11662999666?profile=RESIZE_400xThe Hittite chariots pushed through the Egyptian column before swinging to the northeast and pressing their attack on the western gate of Ramses’ encampment. Although the lead Hittite units that penetrated the camp were quickly dragged from their chariots by the pharaoh’s bodyguard and killed, Ramses was unable to hold the fort. At this critical moment in the battle, Ramses mounted his chariot and rushed forward without his bodyguard into the thick of the battle in an audacious example of active command. Inspired by the courage of their pharaoh, a small force of Egyptian chariots sallied forth from the east gate, and wheeling to the northwest, struck the Hittite flank while it was preoccupied looting the camp. 

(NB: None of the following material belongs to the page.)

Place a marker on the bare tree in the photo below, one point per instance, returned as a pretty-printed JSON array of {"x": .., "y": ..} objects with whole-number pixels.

While the Egyptians began a concerted counterattack against the fleeing Hittite forces, King Muwatallis acted, committing his remaining 1,000 chariots to the battle. This relief force forded the Orontes north of Qadesh and swung south to hit Ramses on the flank. Unfortunately for Muwatallis, arriving from the north were recovering Egyptian troops, while the third of the Egyptian divisions, the Sutekh, approached from the south. Just as the Hittite chariots spread out onto the plain and into line of attack, their right was threatened by the arriving rallied Egyptian forces from the north. To make matters worse for the Hittite king, Ramses broke off pursuit of the Hittite chariots trapped between him and the river and, joining forces with the Sutekh division, turned north to intercept the Hittite relief force. Caught between the two converging Egyptian armies, the Hittite relief force was destroyed. As the remnants of the first Hittite force escaped south of Qadesh across the Orontes, the final of the four Egyptian divisions, the Ptah, arrived on the battlefield too late to join the melee.

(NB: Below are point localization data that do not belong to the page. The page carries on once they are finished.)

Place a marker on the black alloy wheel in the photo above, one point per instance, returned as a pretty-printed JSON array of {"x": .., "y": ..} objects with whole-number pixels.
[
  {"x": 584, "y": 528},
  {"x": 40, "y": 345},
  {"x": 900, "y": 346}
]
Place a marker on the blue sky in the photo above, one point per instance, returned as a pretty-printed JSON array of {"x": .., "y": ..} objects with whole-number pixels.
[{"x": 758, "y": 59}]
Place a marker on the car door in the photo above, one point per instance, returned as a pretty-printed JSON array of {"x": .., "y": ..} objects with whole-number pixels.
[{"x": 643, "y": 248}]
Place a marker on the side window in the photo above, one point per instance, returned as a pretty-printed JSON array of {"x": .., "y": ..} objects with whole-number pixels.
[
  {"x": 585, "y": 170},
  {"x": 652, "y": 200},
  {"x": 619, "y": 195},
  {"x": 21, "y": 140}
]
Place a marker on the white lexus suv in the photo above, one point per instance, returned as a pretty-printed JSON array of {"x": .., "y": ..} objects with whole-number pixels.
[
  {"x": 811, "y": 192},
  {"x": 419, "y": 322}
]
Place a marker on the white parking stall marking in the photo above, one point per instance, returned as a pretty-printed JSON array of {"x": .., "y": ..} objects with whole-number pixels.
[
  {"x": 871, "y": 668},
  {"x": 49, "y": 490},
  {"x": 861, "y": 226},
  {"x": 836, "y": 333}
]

Tactically, the battle of Qadesh ended in a stalemate. Ramses withdrew from Syria, leaving the Hittites in Qadesh. Strategically, the Egyptians had failed in a major military operation to end Hittite influence in Syria-Palestine. Over the next two decades, the Hittite would instigate revolts in Palestine, forcing Ramses to respond with military action, but never again did the Egyptians threaten the Hittites north of the Orontes. Eventually, these enemies became allies in the face of a new regional threat, the rise of Assyria in northern Mesopotamia. Ramses’ role at Qadesh was immortalized during his lifetime with the creation of two rock cut temples at Abu Simbel in southern Egypt along the frontier with Nubia, with bas reliefs showing the warrior-pharaoh smiting his Hittite enemy in a manner reminiscent of Narmer on his palette.

 

Suggested Readings: 

Cotterall, Arthur. Where War Began: A Military History of the Middle East from the Birth of Civilization to Alexander the Great and the Romans.  Stackpole Books, 2022.

Elliott, Paul. Warfare in New Kingdom Egypt. Fonthill Media, 2017.

Shaw, Ian. Ancient Egyptian Warfare: Tactics, Weaponry, and Ideology of the Pharaohs. Casemate, 2019.

Yadin, Yigael. The Art of Warfare in Biblical Lands in the Light of Archaeological Discovery. Hassell Street, 2021.